In diesem Artikel erklären wir Ihnen alle relevanten Maße rund um die Küchenhöhe: von der Arbeitshöhe über Oberschrank- und Hochschrankhöhen bis hin zu ergonomischen Berechnungsformeln, Normen und Sonderlösungen für besondere Anforderungen. Sie finden hier alles, was Sie für eine fundierte Entscheidung brauchen — ganz gleich ob Sie eine neue Küche planen oder Ihre bestehende Küche optimieren möchten.

Was ist die Küchenhöhe Standard genau? Normen und Maße im Überblick

Der Begriff „Küchenhöhe Standard“ beschreibt die genormten Höhenwerte, auf die Küchenmöbel in Europa ausgelegt sind. Diese Normen ermöglichen es, Möbel verschiedener Hersteller zu kombinieren und Elektrogeräte passgenau einzubauen. Die wichtigste Bezugsnorm ist die DIN EN 1116, die Koordinationsmaße für Küchenmöbel und Elektrogeräte festlegt.

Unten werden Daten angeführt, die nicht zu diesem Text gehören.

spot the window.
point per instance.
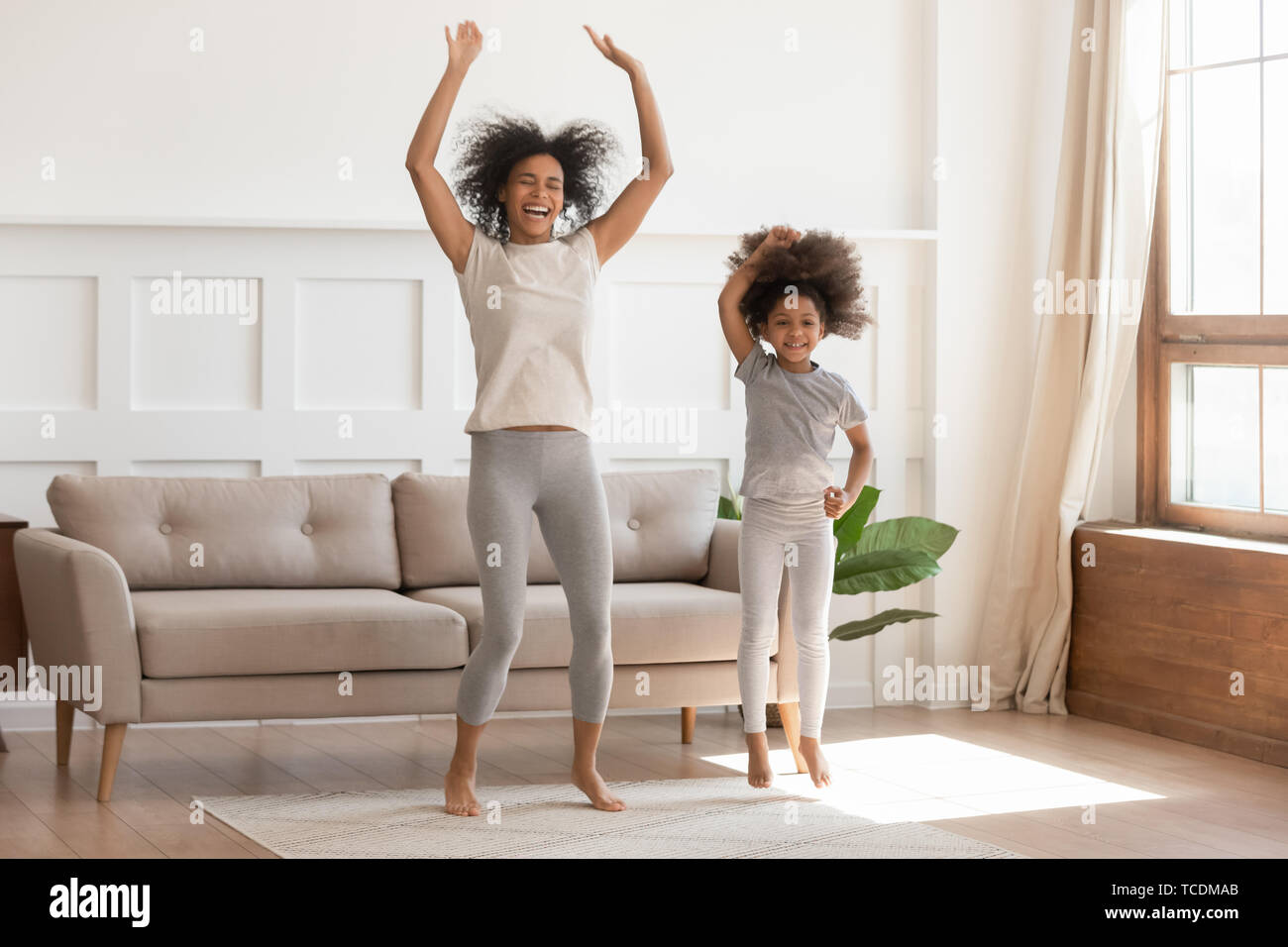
(1214, 339)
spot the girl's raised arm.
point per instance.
(730, 316)
(619, 222)
(454, 232)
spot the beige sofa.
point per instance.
(349, 595)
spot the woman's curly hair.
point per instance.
(489, 147)
(820, 265)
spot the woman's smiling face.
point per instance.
(532, 196)
(794, 329)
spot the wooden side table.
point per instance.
(13, 629)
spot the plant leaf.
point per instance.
(884, 570)
(849, 526)
(907, 532)
(870, 626)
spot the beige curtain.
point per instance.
(1102, 231)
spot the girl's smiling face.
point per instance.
(794, 331)
(532, 196)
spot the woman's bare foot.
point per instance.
(818, 770)
(590, 783)
(459, 789)
(759, 772)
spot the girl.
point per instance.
(528, 302)
(791, 290)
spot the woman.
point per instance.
(528, 300)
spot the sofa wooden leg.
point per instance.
(64, 715)
(791, 718)
(114, 737)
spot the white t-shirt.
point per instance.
(791, 423)
(531, 311)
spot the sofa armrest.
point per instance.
(722, 557)
(78, 613)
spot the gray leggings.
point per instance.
(554, 474)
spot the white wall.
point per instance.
(841, 134)
(254, 128)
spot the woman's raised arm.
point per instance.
(619, 222)
(454, 232)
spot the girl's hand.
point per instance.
(465, 48)
(836, 501)
(613, 54)
(777, 237)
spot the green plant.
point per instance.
(876, 557)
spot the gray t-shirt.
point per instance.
(791, 424)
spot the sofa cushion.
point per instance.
(653, 622)
(214, 631)
(333, 531)
(661, 528)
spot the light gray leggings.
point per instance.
(797, 534)
(554, 474)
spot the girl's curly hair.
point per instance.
(820, 265)
(489, 147)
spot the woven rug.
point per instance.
(670, 818)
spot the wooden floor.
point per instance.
(1214, 805)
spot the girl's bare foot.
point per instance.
(459, 789)
(590, 783)
(818, 770)
(759, 772)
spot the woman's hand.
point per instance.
(836, 501)
(465, 48)
(613, 54)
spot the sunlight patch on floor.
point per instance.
(927, 777)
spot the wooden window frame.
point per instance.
(1166, 338)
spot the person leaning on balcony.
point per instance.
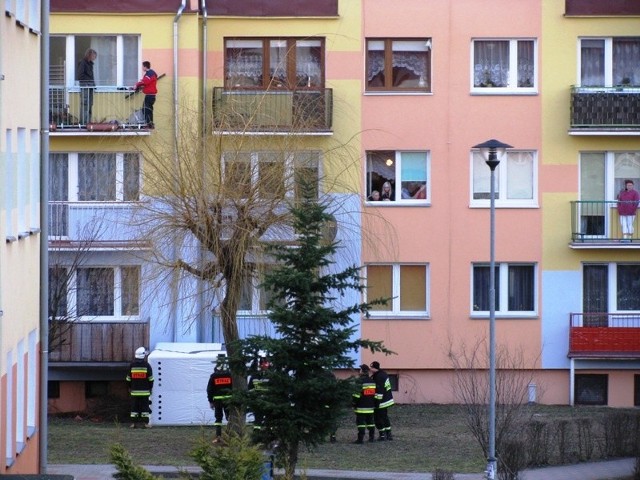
(628, 200)
(87, 84)
(148, 86)
(140, 380)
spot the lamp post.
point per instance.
(492, 150)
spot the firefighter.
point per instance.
(219, 390)
(364, 402)
(140, 381)
(384, 400)
(258, 383)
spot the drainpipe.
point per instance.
(203, 133)
(44, 232)
(174, 252)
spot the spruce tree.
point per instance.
(314, 336)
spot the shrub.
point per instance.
(235, 459)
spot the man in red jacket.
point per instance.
(148, 86)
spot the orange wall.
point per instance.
(449, 235)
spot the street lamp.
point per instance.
(492, 150)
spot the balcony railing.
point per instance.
(93, 221)
(114, 109)
(98, 341)
(248, 325)
(597, 222)
(605, 109)
(273, 111)
(604, 335)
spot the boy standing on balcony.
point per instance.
(627, 205)
(148, 85)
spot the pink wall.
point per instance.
(449, 235)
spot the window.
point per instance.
(591, 389)
(606, 62)
(265, 63)
(399, 64)
(516, 180)
(515, 289)
(611, 288)
(406, 286)
(117, 64)
(92, 292)
(504, 65)
(94, 177)
(272, 175)
(253, 296)
(398, 176)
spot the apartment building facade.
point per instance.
(378, 102)
(21, 33)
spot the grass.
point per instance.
(426, 437)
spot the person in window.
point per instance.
(87, 84)
(386, 193)
(418, 192)
(628, 200)
(148, 86)
(374, 197)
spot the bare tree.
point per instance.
(514, 375)
(212, 204)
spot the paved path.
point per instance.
(582, 471)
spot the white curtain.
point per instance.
(491, 64)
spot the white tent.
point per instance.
(181, 372)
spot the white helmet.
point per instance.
(141, 352)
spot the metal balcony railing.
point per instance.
(248, 325)
(604, 335)
(90, 342)
(598, 221)
(605, 108)
(273, 111)
(116, 106)
(93, 221)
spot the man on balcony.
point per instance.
(148, 85)
(627, 205)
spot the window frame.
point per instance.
(388, 87)
(607, 64)
(395, 311)
(513, 69)
(291, 82)
(502, 287)
(397, 171)
(118, 315)
(292, 161)
(502, 181)
(72, 57)
(73, 177)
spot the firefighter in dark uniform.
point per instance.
(364, 402)
(219, 390)
(384, 400)
(258, 383)
(140, 381)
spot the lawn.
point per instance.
(426, 437)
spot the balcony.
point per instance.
(93, 223)
(596, 224)
(303, 112)
(248, 325)
(605, 111)
(604, 335)
(98, 342)
(115, 111)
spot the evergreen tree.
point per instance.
(303, 400)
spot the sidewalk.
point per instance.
(581, 471)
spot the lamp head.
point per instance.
(492, 150)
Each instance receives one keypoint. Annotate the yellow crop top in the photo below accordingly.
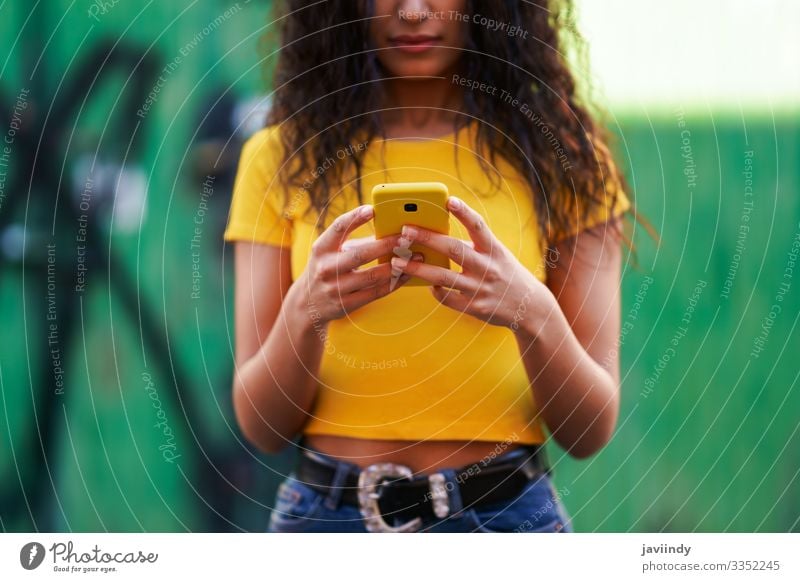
(404, 366)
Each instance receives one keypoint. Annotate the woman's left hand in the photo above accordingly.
(493, 285)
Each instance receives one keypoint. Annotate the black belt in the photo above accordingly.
(481, 483)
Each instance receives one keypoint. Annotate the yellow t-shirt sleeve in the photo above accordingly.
(604, 211)
(257, 204)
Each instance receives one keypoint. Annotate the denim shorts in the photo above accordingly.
(536, 509)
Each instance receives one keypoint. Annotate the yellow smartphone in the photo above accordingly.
(419, 203)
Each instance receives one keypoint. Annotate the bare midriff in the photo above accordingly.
(420, 457)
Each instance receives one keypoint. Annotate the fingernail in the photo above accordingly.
(399, 263)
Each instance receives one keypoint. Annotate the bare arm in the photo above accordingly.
(566, 330)
(277, 349)
(571, 354)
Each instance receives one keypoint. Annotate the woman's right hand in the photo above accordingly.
(331, 287)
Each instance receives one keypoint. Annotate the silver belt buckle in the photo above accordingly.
(368, 482)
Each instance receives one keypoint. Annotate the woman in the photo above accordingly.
(426, 408)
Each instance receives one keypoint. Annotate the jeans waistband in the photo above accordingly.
(344, 467)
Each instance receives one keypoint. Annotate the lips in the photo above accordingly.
(414, 43)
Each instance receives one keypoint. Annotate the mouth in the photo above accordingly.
(414, 43)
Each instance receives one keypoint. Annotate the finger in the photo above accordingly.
(436, 275)
(475, 224)
(459, 251)
(357, 299)
(355, 242)
(360, 252)
(334, 236)
(357, 280)
(451, 298)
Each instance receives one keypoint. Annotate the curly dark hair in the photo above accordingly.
(327, 92)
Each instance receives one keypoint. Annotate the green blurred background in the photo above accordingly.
(707, 441)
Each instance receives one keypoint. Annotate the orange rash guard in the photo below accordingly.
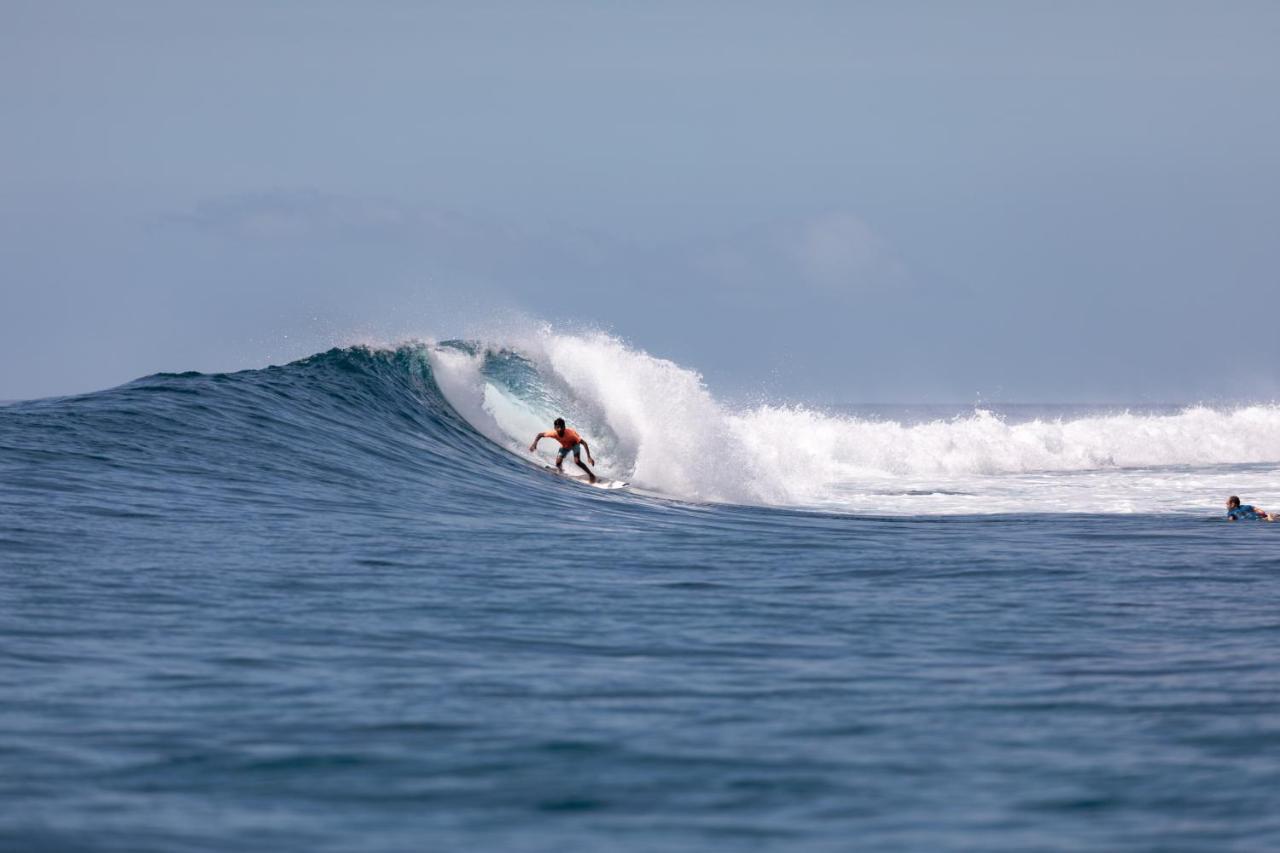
(567, 441)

Die Norm unterscheidet zwischen verschiedenen Höhenklassen — am gebräuchlichsten sind die Klassen mit einer Arbeitsplattenoberseite auf 85 cm, 90 cm und 95 cm. In der Praxis hat sich 90 cm als De-facto-Standard durchgesetzt, auf den die überwiegende Mehrheit aller in Deutschland verkauften Küchen ausgelegt ist.

Wichtig zu verstehen: Der Standard definiert, was am häufigsten verbaut wird — nicht, was für jeden Menschen optimal ist. In unserer täglichen Beratung im Küchenstudio erleben wir regelmäßig, dass Kunden jahrelang auf einer Arbeitshöhe gearbeitet haben, die schlicht nicht zu ihrer Körpergröße passte. Das Ergebnis: Rückenschmerzen, unnötige Ermüdung und insgesamt weniger Freude beim Arbeiten in der Küche.

Kurzantwort: Der Küchenhöhe Standard in Deutschland beträgt 90 cm Arbeitshöhe (Oberkante Arbeitsplatte). Er basiert auf der DIN EN 1116 und setzt sich aus Sockel (15 cm) + Unterschrankkorpus (72 cm) + Arbeitsplatte (ca. 3 cm) zusammen. Dieser Wert gilt als Richtwert für ca. 170 cm Körpergröße.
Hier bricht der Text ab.